A friend who attends the same church I do just told me how several people were complaining that the very gifted pianist played too hard on the keyboard. Really? In my view, he makes the most beautiful music, especially holiday music and yes, he emphasizes a lot of the notes but he is pouring his heart out into everything he plays. I not only love the music, I love how he expresses his passion for it.
This got me to thinking about how often people seem determined to be critics of others, which for me goes against what the holiday season is all about. Whatever happened to “peace on earth, goodwill toward men?”
Being critical of others seems to come from some self-righteous place inside some people who often express their opinions as if they’re facts. It may sound like:
- “True Christians do not put up any decorations.”
- “All these extravagant Christmas lights and even shows where people compete! That is just disgusting!”
- “I do not like anyone pushing their faith on me!
- Christmas should be about gifts and Santa Claus. We shouldn’t confuse our children who love the idea of Santa’s sleigh and reindeer!”
I enjoy being an observer of the people around me, noticing the kinds of things they say and do, and wondering what their motivation might be. Of course, I’m only guessing and would be hypocritical if I said I knew exactly why. At the same time, I also notice how those around them might be reacting to whatever is being said or done. They may react with defensiveness, feeling blamed or shamed, accused, and maybe even guilty.
I wonder if I’m being critical of people who are being critical. That takes it to a whole other level. I want to be self-aware and live out my personal value in believing in the importance of respecting others. At the same time, I think of how hurt people can be when they’re criticized in some kind of judgmental way.

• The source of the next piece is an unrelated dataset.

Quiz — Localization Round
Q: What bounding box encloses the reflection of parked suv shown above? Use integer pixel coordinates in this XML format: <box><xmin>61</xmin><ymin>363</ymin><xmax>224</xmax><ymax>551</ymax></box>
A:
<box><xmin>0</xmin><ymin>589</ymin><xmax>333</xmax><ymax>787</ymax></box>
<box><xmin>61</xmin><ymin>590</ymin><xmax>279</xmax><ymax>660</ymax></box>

I also wonder if people who are so critical of others are deep down unhappy with themselves and deflect some of that personal unhappiness in their criticisms of others.
At this time of year, when we’re invited to celebrate whatever the holidays mean to us, I want to be sure I monitor my own critical thoughts and remind myself that’s not who I want to be. I wonder if we live in a world these days where it has become acceptable to name call and attack what others are saying or doing or maybe even who they are. I value the messages of the season that focus on the gift of love.
I wish you a holiday season of joy and peace. I hope you have many opportunities to give and receive love in whatever ways are meaningful to you. And I wish you a holiday free of blaming, shaming, or criticizing.
Invitation for Reflection
- As you observe the world around you, have you noticed how often there seem to be messages of criticism for the behaviors of others? How do you think it makes those on the receiving end of that criticism feel?
- Have you been on the receiving end of criticism? If so, how did you react? Did you feel blamed, shamed, hurt or even angry?
- To what extent do you notice your own tendency to be critical of others? If so, what do you think your underlying motivation for this is? Is it something you would consider changing now that you are more aware?
- How would the world be if we eliminated or at least reduced the amount of unfair, unhealthy criticisms transmitted by words, behaviors and even dirty looks?